Is it any wonder why the people who so often fall for these idiotic schemes overwhelmingly have pre-existing mental conditions? Think about all the depressed teenagers and ennui-infested young adults who find themselves roped into a YouTube channel like Improvement Pill and then find themselves bombarded with recommendations for increasingly-extreme content which preys on their basic desires to be recognised? How much of our youth has to be radicalised before their peers realise the evil of finding salvation in Internet strangers who are trying to sell you something? Self-improvement is the new religion, and its bishops will be happy to sell you salvation so long as you devote their life to the cause and convert other members of the vulnerable unwashed masses. It doesn’t matter if the religion takes the form of pseudoscientific neo-spiritual soup of nothingness that New-Ageism promotes, the perpetual toxicity of an endless twelve-minutes-hate against women that is inceldom, or the descent into paranoid schizophrenia against all human beings who do not share your birth-given characteristics by joining any number of alt-right chud groups. They’re all the same scumbags, all the same human garbage, and nobody who gives a shit you would ever suggest that they, and they alone, have all the answers which will help you become the person you want to be.

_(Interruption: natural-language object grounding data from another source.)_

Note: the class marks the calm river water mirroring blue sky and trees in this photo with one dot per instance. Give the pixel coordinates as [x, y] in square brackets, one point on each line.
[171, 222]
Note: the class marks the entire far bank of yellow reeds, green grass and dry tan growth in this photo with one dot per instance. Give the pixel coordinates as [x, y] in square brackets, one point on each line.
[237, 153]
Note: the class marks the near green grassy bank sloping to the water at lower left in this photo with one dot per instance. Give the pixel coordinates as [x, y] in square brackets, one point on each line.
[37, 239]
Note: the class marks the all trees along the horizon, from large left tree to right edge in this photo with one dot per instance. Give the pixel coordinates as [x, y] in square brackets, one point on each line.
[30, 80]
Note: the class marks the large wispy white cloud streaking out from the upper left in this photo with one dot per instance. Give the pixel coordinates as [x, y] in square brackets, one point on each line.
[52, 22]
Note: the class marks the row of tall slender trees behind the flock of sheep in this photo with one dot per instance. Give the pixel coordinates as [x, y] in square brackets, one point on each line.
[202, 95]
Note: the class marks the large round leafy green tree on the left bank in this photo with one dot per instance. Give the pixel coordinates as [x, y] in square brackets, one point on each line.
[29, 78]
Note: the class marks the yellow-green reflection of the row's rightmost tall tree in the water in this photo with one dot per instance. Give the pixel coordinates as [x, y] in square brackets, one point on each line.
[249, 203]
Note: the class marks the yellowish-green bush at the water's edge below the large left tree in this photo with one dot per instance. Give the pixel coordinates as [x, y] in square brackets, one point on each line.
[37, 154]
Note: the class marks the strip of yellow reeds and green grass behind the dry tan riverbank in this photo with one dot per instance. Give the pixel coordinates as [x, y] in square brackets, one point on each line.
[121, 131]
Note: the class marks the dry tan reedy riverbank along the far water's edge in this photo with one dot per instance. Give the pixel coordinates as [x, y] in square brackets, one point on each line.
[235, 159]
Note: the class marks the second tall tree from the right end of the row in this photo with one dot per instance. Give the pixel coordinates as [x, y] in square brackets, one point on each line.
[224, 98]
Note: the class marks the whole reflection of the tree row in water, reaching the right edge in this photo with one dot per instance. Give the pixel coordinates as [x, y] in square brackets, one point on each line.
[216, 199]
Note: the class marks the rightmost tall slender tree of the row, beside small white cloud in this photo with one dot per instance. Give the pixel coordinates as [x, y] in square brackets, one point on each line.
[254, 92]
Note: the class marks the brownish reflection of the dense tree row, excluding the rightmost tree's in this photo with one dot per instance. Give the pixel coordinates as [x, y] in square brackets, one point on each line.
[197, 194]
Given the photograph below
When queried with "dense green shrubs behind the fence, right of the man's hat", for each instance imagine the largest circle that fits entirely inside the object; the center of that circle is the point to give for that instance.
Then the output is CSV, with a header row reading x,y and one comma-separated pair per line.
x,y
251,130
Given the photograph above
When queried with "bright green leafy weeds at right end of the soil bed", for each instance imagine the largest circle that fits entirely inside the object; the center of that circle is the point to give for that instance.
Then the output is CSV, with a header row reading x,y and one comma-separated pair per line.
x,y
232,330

I’ll conclude this section by giving out my own incredibly basic fake-deep truism which I’ll then logically shift into proving the Jewish Question because all self-help rabbit holes somehow conclude into calling for Jewish genocide: I’m wrong, and you’re wrong. Nobody knows anything on this bitch of an Earth, especially not regarding the intimate, infinitely tangled web of personal conundrums you personally have been inflicted with. Now, obviously, taking this advice at face value is incredibly stupid, because we do know some things about the world — a lot, in fact. Some combination of rationality, faith in the scientific method, and trusting your biologically-ingrained gut feelings about groups of people trying to sell you something are all good heuristics for making your way in life without going off the deep end. The point of the truism is this: just because we don’t have all the answers, it doesn’t mean we get to believe in answers that are wrong. We don’t have to believe in a simple answer to complex solutions just because it’s the only answer offered, and we don’t have to believe in false hope just because we don’t have any hope at all. Anybody who says they have all the right answers has no right answers whatsoever. Nobody knows anything. Don’t believe in anyone who tells you they do.

Oh, and clean your fucking room. Bitch. Seriously, check out this subreddit of neckbeard nests. Depression? Drug addiction? Compulsive hoarding disorder? All this can be cured… for sending $2,000 to some guy on the Internet with no medical qualifications whatever. Sixpencee heals, Improvement Pill steals. Biggie Smalls. 1989.